‘Getting Thru This Together’ or Racism/White Supremacy Business as Usual? New Orleans Cops are Jailing [Black and Brown] People for Minor [bullshit] Offenses as City becomes a Covid-19 Hotspot

According to FUNKTIONARY:Straw-Boss - a Sambo who is appointed a certain oversight role for the white power Overseer. It is the job of the Straw Boss to establish a formal organization to effectively and systematically carry out the wishes of the wh…

According to FUNKTIONARY:

Straw-Boss - a Sambo who is appointed a certain oversight role for the white power Overseer. It is the job of the Straw Boss to establish a formal organization to effectively and systematically carry out the wishes of the white supremacist power matrix while serving his own personal needs and ends through patronage power. 2) a ranking SNigger. 3) Toby. 4) "Safe Negro." 5) responsible (to the white supremacist ideology) Negro. 6) the gatekeeper for black professional positions gained through (acquiesced) to various sexual positions. 7) Pork Chop Boy. (See SNigger & McNegro)

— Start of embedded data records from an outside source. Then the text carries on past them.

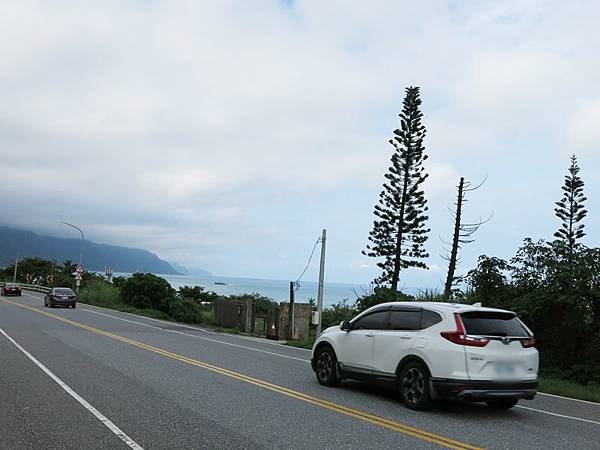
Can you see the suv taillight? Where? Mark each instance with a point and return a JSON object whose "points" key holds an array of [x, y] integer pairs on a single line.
{"points": [[527, 343], [460, 336]]}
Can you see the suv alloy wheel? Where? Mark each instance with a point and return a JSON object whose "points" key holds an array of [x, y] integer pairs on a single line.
{"points": [[414, 386], [326, 366]]}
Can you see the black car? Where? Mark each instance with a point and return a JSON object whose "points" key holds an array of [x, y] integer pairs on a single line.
{"points": [[60, 297], [11, 289]]}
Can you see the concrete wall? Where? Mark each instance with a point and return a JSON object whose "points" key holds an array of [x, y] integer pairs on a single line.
{"points": [[302, 318]]}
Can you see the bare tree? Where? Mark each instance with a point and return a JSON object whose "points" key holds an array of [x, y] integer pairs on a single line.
{"points": [[463, 232]]}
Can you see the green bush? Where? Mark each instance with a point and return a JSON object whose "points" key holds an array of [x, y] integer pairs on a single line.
{"points": [[147, 291], [555, 289], [100, 293], [337, 313], [186, 310], [196, 293], [381, 295]]}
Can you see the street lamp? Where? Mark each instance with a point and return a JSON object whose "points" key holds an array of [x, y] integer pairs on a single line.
{"points": [[82, 240]]}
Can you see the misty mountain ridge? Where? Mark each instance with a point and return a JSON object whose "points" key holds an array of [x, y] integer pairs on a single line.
{"points": [[22, 243]]}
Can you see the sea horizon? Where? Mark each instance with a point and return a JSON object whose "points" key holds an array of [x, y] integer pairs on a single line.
{"points": [[278, 290]]}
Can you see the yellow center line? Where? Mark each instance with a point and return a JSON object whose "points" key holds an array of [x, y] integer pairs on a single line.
{"points": [[351, 412]]}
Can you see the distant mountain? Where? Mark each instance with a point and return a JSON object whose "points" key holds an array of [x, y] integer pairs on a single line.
{"points": [[186, 271], [23, 243]]}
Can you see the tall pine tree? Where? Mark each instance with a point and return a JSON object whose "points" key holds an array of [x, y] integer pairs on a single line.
{"points": [[399, 231], [570, 209]]}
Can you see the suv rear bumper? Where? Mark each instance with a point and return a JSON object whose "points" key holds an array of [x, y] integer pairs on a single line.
{"points": [[483, 390]]}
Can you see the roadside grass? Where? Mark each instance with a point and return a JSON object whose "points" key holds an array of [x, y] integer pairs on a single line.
{"points": [[564, 388], [303, 343], [106, 295]]}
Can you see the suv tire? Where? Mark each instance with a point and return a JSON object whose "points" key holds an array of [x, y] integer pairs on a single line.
{"points": [[413, 385], [505, 403], [326, 367]]}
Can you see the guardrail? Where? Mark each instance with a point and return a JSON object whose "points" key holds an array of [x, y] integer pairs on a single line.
{"points": [[30, 287]]}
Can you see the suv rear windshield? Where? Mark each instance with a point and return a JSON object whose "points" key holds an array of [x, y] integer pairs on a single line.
{"points": [[63, 291], [483, 323]]}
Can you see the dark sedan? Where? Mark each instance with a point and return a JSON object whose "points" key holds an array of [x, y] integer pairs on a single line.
{"points": [[60, 297], [11, 289]]}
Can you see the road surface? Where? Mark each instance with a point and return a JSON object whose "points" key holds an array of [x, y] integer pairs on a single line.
{"points": [[96, 378]]}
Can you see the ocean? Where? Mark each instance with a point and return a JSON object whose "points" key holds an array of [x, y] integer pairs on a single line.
{"points": [[278, 290]]}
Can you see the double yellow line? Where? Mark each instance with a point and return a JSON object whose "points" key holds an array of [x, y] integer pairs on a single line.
{"points": [[351, 412]]}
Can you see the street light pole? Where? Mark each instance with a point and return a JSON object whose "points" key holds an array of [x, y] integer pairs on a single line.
{"points": [[82, 239], [321, 281]]}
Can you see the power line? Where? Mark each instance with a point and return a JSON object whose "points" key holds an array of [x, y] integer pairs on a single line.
{"points": [[297, 282]]}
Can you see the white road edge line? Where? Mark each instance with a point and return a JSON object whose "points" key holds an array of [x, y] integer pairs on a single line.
{"points": [[241, 337], [559, 415], [569, 398], [195, 336], [101, 417]]}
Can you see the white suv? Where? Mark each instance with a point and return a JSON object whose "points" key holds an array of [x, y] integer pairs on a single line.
{"points": [[433, 351]]}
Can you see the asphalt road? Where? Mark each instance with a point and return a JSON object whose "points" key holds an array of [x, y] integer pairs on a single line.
{"points": [[97, 378]]}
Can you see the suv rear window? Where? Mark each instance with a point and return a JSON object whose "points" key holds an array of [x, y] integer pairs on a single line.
{"points": [[63, 291], [484, 323]]}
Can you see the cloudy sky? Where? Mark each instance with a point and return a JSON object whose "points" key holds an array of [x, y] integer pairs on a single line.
{"points": [[226, 135]]}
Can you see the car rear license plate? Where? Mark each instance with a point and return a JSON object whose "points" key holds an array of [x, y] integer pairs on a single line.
{"points": [[504, 369]]}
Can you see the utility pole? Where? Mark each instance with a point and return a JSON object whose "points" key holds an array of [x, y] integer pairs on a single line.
{"points": [[82, 240], [291, 312], [15, 274], [321, 280]]}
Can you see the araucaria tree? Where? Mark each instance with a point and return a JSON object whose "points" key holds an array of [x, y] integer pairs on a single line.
{"points": [[463, 233], [399, 231], [570, 209]]}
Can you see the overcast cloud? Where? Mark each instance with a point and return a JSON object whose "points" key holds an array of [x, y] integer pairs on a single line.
{"points": [[225, 135]]}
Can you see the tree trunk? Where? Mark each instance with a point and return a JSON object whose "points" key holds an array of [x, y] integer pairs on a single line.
{"points": [[455, 242], [397, 260]]}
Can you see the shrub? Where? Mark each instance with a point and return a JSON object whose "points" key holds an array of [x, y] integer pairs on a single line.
{"points": [[101, 293], [147, 291], [381, 295], [186, 310], [337, 313], [196, 293]]}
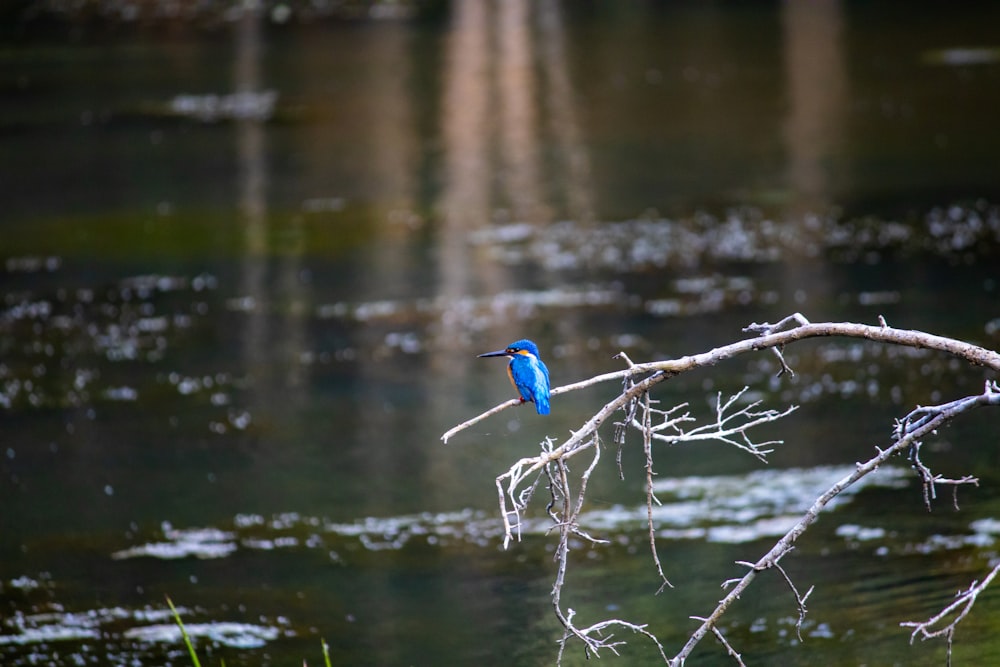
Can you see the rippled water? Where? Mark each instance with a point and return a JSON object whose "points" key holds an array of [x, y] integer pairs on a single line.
{"points": [[246, 270]]}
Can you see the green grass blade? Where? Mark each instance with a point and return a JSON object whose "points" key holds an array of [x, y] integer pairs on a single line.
{"points": [[187, 639]]}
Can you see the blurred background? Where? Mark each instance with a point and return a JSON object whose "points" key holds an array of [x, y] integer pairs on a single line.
{"points": [[250, 251]]}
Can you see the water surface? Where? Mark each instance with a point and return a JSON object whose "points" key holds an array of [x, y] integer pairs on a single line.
{"points": [[247, 269]]}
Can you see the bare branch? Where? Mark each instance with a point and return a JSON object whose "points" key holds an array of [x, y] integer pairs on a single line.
{"points": [[771, 336], [731, 424], [905, 438], [960, 608]]}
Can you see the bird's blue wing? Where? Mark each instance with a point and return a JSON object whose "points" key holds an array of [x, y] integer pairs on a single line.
{"points": [[532, 380]]}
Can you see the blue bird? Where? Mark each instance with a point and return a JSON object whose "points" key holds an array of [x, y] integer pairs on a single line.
{"points": [[527, 373]]}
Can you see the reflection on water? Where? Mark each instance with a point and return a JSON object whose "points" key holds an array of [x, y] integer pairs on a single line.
{"points": [[245, 274]]}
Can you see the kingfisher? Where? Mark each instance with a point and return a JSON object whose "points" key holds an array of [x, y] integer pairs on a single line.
{"points": [[527, 373]]}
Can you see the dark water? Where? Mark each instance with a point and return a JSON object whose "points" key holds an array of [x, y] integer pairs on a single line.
{"points": [[247, 269]]}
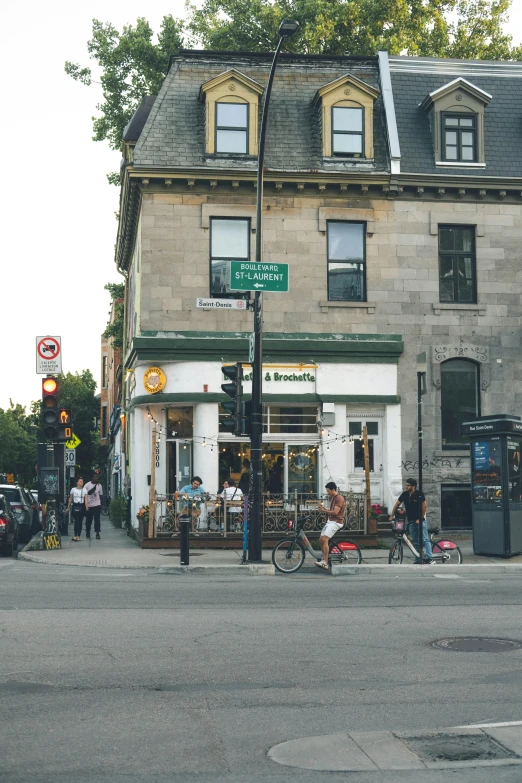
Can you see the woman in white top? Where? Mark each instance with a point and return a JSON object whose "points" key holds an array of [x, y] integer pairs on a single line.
{"points": [[234, 500], [77, 498]]}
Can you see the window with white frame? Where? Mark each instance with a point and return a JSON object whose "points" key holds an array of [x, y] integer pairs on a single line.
{"points": [[229, 241]]}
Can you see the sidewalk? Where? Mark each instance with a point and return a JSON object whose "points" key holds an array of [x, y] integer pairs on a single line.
{"points": [[117, 550]]}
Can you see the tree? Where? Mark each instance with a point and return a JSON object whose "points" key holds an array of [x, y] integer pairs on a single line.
{"points": [[133, 66], [78, 392], [114, 330]]}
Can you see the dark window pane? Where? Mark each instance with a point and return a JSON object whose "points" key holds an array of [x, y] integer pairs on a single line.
{"points": [[231, 141], [446, 239], [349, 143], [459, 400], [231, 115], [346, 282], [347, 119], [345, 241]]}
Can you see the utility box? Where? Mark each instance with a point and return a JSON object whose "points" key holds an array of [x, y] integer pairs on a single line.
{"points": [[496, 488]]}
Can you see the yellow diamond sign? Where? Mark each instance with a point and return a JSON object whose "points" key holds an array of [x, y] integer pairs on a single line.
{"points": [[74, 442]]}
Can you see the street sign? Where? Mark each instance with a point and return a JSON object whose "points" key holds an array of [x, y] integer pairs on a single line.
{"points": [[74, 442], [250, 276], [222, 304], [48, 355]]}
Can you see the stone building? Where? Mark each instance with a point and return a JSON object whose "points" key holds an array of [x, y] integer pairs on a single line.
{"points": [[393, 189], [110, 409]]}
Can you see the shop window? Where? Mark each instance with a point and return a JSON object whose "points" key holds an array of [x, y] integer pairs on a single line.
{"points": [[229, 241], [455, 501], [457, 264], [346, 259], [460, 400], [292, 419], [302, 469], [180, 422]]}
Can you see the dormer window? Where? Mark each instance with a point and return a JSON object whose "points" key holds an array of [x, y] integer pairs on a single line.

From [WashPost] One man was accused of stealing whiskey from a drugstore. A homeless man had allegedly refused to leave a hotel lobby. A woman had walked out of a grocery store without paying for a cart full of food worth $375, according to the police.

These are among the people the New Orleans Police Department arrested and booked into the city jail during the past 10 days, as it became clear that the city was at the center of one of the nation’s fastest-growing covid-19 hotspots. The cases were described by public defenders, and a Washington Post reporter viewed police summaries of their alleged offenses, with the defendants’ names redacted.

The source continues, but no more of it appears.